3. Asian-Americanism. Asian American have quite recently emerged as an increasingly important force in American politics. Asian American voices have been prominent in policy debates over such matters as education, race relations, and immigration reform.
4. Multi-Comparativism. More and more scholars have tried to construct an effective paradigm for a critical comparativism and multi-comparativism in the field of Confucian studies through Western philosophical hermeneutics. Some of them have provided applicable approaches to study Confucian through new or contemporary comparativism. We may reveal the development and main tendencies of new type of comparativism.
5. Classical-Textualism. Some scholars lean to “classical textualism.” “Classical textualism” demands rigid adherence to the Confucian text, and stresses that Confucianism can be understood only by interpreting the original words of the Confucian classics. Conservative scholars advocate an historical understanding of words, and the liberal ones prefer a more modern understanding of words. More and more scholars attempt to adopt the “classical textualism” or integral, complete and comprehensive textualism to overcome the fragmented textualism they believe is distoring original Confucian teachings.

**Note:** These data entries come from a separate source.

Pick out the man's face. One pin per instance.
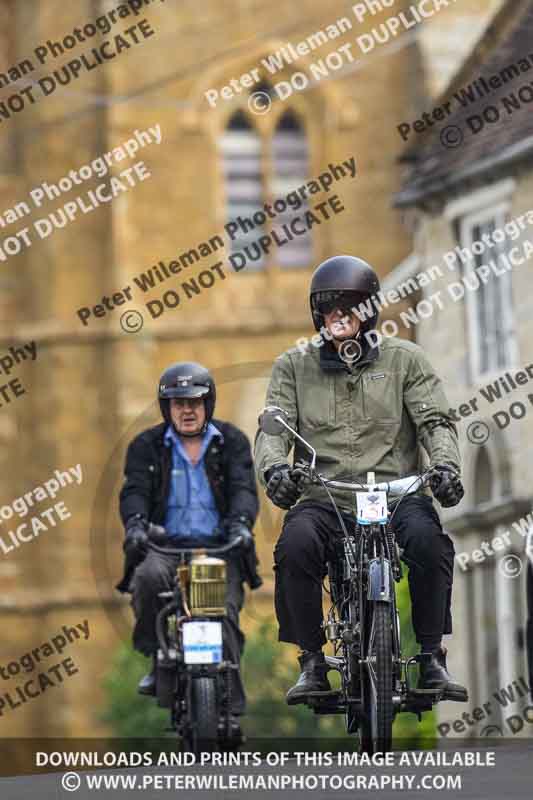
(187, 414)
(342, 324)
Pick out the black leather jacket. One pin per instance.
(230, 472)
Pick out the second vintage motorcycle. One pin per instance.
(363, 623)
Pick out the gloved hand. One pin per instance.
(446, 486)
(241, 529)
(136, 541)
(281, 488)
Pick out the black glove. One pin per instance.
(446, 486)
(136, 541)
(281, 488)
(240, 528)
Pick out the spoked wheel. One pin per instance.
(202, 736)
(378, 709)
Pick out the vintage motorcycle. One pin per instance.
(363, 623)
(192, 678)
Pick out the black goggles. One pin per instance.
(326, 302)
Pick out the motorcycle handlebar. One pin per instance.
(176, 551)
(408, 485)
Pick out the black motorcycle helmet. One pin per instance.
(187, 379)
(343, 282)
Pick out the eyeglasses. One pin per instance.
(326, 302)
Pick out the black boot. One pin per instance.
(435, 677)
(147, 684)
(313, 677)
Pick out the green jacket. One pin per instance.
(374, 417)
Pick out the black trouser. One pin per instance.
(304, 547)
(156, 574)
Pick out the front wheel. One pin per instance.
(202, 736)
(378, 709)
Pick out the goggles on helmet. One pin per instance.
(328, 301)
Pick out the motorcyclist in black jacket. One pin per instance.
(193, 475)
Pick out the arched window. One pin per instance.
(241, 155)
(483, 478)
(290, 170)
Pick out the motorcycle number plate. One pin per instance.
(202, 642)
(371, 507)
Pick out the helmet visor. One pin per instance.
(186, 390)
(327, 302)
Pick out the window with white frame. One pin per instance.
(489, 304)
(242, 169)
(290, 169)
(261, 178)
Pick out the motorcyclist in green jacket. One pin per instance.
(363, 407)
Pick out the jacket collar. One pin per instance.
(330, 361)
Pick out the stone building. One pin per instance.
(92, 386)
(468, 194)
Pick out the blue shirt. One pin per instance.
(191, 509)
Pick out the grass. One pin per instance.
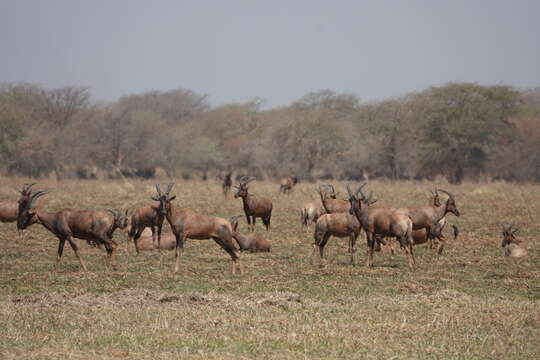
(470, 303)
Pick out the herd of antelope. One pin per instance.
(332, 217)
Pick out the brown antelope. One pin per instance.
(382, 221)
(248, 241)
(188, 224)
(335, 224)
(254, 206)
(96, 227)
(311, 211)
(287, 184)
(513, 247)
(330, 203)
(427, 217)
(9, 210)
(227, 183)
(151, 216)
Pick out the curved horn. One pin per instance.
(35, 196)
(450, 195)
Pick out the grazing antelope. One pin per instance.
(227, 183)
(150, 216)
(96, 227)
(248, 242)
(513, 247)
(188, 224)
(311, 211)
(381, 221)
(254, 206)
(335, 224)
(287, 184)
(426, 217)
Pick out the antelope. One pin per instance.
(149, 216)
(335, 224)
(287, 184)
(513, 247)
(254, 206)
(96, 227)
(382, 221)
(331, 204)
(227, 183)
(311, 211)
(188, 224)
(250, 241)
(428, 216)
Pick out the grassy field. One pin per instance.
(470, 303)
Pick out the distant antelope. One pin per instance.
(427, 217)
(383, 222)
(254, 206)
(339, 225)
(287, 184)
(188, 224)
(227, 183)
(96, 227)
(513, 247)
(150, 216)
(248, 241)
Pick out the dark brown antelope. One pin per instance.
(151, 216)
(330, 203)
(311, 211)
(381, 221)
(338, 225)
(254, 206)
(513, 247)
(286, 184)
(227, 183)
(248, 241)
(188, 224)
(427, 217)
(96, 227)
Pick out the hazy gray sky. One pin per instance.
(278, 50)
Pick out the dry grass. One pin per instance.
(471, 303)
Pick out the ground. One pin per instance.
(472, 302)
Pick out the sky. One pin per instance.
(277, 50)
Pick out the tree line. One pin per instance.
(458, 130)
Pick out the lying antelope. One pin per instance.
(188, 224)
(248, 241)
(151, 216)
(254, 206)
(513, 247)
(381, 221)
(96, 227)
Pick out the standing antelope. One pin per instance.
(427, 217)
(96, 227)
(227, 183)
(150, 216)
(513, 247)
(254, 206)
(287, 184)
(188, 224)
(335, 224)
(381, 221)
(248, 242)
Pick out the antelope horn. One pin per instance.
(35, 196)
(169, 188)
(450, 195)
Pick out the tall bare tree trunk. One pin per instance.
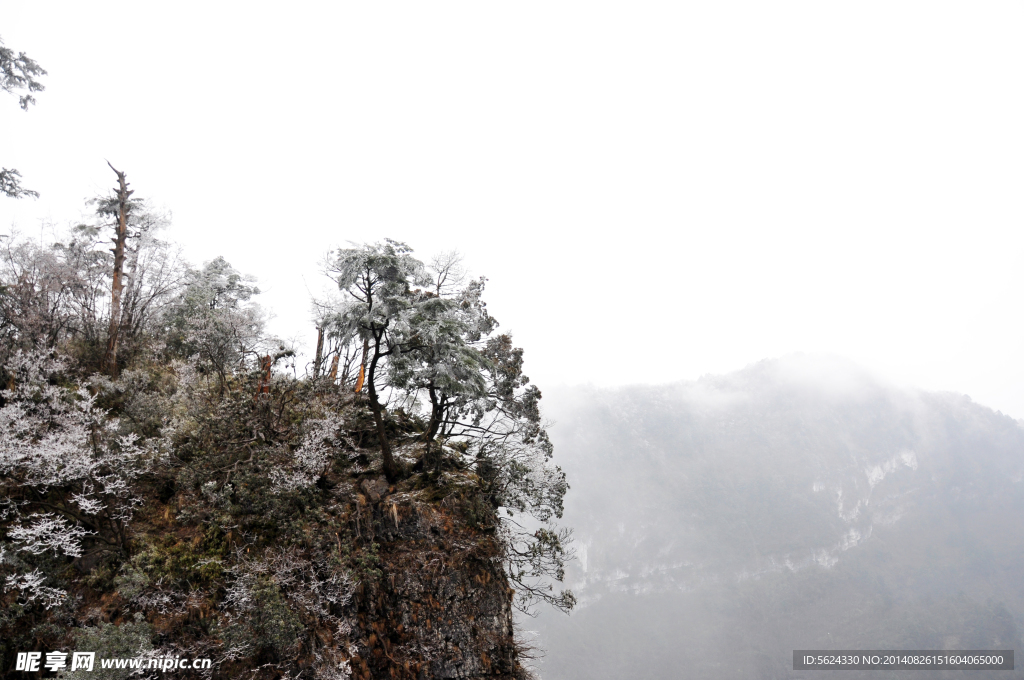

I will offer an overview of these five trends revealing how each of them comprise a significant movement in Confucian studies. In addressing each, I will provide certain theoretical critiques and the responses to those critiques. The main thrust of this issue is to examine the simlarities and differences among those scholarly inquiries as well as to justify those research programs that are debatable, controversial, and even confusing.

In each movement I have in effect discussed certain types of challenges against “orthodox prejudice,” and also compared and contrasted them through a philosophical perspective. The significance of those trends is two-fold: it argues for a new stage in the development of contemporary Confucian studies, and it extends the Confucius thought to Western scholars and people.